“Adventure is a path. Real adventure – self-determined, self-motivated, often risky – forces you to have firsthand encounters with the world. The world the way it is, not the way you imagine it. Your body will collide with the earth and you will bear witness. In this way you will be compelled to grapple with the limitless kindness and bottomless cruelty of humankind – and perhaps realize that you yourself are capable of both. This will change you. Nothing will ever again be black-and-white.” –Mark Jenkins

Wednesday, 2 August 2017

12 blisters in under an hour!

Tracey hoeing the maize field
620am start and this time it was Tracey without much sleep – we got up to a pretty chilly morning, my snoring and the barking dogs had finally found their way to Tracey’s ears and kept her awake all night. Not a good start with a tough day ahead of us.
Standing side by side with old Bernard cracking open clods of sun-baked earth with a huge hoe is a memory I will forever cherish.
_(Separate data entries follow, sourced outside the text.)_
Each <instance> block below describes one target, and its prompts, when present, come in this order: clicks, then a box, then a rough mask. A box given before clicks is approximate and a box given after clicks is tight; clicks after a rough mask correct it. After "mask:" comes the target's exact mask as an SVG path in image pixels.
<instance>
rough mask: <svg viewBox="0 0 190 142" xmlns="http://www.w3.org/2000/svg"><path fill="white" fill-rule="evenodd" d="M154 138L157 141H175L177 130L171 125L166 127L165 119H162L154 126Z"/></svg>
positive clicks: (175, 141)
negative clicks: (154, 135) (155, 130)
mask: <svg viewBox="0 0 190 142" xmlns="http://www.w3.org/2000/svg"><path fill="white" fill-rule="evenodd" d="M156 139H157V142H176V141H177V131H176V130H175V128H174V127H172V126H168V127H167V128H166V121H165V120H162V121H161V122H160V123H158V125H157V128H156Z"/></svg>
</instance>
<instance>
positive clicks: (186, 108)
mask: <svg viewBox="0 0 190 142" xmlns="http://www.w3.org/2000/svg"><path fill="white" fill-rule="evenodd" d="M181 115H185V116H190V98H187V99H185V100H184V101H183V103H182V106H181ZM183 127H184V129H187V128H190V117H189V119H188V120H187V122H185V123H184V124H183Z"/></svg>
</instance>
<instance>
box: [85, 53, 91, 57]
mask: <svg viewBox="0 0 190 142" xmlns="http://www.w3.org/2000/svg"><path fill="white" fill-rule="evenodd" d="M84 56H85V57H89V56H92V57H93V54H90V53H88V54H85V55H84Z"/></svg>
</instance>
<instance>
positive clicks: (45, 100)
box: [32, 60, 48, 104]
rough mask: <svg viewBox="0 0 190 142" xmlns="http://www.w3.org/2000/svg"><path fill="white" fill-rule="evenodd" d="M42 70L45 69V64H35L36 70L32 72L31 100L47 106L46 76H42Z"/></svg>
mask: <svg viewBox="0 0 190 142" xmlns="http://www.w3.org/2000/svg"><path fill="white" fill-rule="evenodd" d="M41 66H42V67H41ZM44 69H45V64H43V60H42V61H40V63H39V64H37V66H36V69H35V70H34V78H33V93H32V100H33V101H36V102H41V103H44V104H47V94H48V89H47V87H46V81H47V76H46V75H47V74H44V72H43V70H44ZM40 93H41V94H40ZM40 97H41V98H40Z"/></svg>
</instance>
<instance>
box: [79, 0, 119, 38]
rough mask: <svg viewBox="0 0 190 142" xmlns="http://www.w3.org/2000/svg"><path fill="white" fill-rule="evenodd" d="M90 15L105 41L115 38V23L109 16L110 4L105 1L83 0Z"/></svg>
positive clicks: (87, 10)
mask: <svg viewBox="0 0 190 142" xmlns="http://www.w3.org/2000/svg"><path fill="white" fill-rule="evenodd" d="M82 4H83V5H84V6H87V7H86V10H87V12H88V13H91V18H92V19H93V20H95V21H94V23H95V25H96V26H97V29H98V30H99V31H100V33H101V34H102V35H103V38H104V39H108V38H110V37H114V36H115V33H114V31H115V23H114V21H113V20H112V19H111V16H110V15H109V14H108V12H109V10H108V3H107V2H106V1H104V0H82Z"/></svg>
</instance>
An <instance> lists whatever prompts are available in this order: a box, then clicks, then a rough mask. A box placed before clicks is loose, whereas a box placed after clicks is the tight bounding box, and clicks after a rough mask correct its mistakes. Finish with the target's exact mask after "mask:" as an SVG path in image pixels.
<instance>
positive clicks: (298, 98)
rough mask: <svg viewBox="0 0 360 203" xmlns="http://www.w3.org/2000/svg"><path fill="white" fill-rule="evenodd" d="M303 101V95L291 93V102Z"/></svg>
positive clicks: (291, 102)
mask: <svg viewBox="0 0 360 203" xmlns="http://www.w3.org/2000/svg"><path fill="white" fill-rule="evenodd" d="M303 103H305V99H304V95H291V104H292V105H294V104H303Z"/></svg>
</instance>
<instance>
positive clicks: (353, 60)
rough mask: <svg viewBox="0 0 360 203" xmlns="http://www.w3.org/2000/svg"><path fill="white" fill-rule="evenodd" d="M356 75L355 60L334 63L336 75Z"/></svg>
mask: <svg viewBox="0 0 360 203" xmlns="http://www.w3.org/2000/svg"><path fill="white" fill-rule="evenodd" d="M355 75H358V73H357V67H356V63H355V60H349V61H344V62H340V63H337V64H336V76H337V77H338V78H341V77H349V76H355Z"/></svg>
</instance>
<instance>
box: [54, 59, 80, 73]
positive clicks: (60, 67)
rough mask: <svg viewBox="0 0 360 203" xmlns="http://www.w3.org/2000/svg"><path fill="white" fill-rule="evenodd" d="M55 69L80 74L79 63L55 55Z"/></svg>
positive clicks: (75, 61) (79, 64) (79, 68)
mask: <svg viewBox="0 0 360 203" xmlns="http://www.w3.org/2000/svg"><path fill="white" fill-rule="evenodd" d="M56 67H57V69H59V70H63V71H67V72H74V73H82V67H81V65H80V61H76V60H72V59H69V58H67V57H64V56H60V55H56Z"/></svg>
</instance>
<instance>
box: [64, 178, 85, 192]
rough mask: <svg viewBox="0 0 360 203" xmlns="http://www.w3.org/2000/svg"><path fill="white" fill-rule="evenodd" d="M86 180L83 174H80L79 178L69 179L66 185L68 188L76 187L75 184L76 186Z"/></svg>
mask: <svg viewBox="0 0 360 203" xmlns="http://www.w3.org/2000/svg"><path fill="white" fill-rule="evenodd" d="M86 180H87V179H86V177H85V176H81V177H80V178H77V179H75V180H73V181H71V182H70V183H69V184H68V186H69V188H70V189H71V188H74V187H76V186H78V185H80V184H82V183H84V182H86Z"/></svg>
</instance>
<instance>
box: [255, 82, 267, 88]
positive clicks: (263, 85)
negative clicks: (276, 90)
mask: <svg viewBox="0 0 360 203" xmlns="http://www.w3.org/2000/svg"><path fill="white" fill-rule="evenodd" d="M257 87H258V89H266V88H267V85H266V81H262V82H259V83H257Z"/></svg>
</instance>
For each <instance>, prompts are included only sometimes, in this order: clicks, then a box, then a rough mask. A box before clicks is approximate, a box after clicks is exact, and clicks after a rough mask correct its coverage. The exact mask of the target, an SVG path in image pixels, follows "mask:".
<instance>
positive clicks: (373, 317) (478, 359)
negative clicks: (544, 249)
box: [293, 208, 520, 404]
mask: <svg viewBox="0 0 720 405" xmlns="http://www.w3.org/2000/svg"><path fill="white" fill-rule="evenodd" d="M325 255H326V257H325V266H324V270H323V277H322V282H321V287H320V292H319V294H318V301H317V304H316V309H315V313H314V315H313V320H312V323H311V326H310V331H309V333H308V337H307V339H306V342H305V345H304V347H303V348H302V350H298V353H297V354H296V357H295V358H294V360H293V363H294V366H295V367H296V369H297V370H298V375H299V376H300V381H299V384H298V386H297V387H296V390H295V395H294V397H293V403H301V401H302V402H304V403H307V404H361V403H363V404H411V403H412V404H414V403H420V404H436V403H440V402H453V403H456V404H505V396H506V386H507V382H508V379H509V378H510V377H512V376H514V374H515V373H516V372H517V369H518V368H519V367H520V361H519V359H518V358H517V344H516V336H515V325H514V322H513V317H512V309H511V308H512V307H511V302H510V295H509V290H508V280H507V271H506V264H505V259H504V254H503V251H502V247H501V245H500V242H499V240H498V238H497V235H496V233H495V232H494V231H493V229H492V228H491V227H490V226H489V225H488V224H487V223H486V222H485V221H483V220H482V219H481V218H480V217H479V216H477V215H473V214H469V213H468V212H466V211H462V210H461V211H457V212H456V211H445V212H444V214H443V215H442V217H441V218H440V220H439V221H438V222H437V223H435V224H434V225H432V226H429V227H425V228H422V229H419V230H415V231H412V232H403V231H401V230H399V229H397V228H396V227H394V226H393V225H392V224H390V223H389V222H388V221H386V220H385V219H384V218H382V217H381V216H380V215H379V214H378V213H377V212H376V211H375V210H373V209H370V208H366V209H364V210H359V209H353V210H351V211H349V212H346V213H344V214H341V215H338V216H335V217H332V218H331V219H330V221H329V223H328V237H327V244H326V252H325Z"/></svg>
He speaks very little English and can’t see a thing, so communication is tricky, but he loves to laugh and from what I can make out it’s mostly making fun of his friends.
Hoeing with Bernard
The work was hard, hot and very slow going, but we pushed on – and after 90 minutes, our hands were raw and Tracey said she would take washing old mans balls over this any day! Thankfully a minibus of fit young men arrived on a tour bus from the charity African Impact, and when we realised there were not enough hoes to go round, Tracey and I happily gave ours up in favour of preparing the chicken shed for new arrivals.
washing the chicken feeders
200 new chicks would be arriving on Friday and the chicken shed looked like it hadn’t been used for a year let alone cleaned out after the last occupants. Armed with a shovel, a hoe and a wheelbarrow we set about peeling back layers of chicken shit covered in an army of cockroaches inside what can only be described as a hovel. It was dusty, dark and absolutely stank, but we got there in the end taking turns stepping outside for a gasp of fresh air.
Next we had to wash all the plastic chicken feeders – with only the central farm tap and a ball of wirewool nabbed from one of the ladies washing up bowls! Note to self: Wire wool and hands covered in raw open blisters don’t mix well – agony is not the word. It was at this point Tracey said she would take hoeing any day!
starting a circle
The two hour lunch followed and whilst Tracey snoozed in the classroom, I boodled a water carrier with plastic bags to have something to show the ladies when they arrived.
Veronica was first in as usual and some more new ladies arrived to learn. Word had got round and although Veronica was teaching a different stitch and confusing some of the newbies, it was great to have someone who spoke Njanja to ease the pressure. The afternoon was a roaring success and another set of Zambians walked out of the classroom clutching their work and sporting broad smiles all the way down the lane. This is what we came for… and it feels amazing.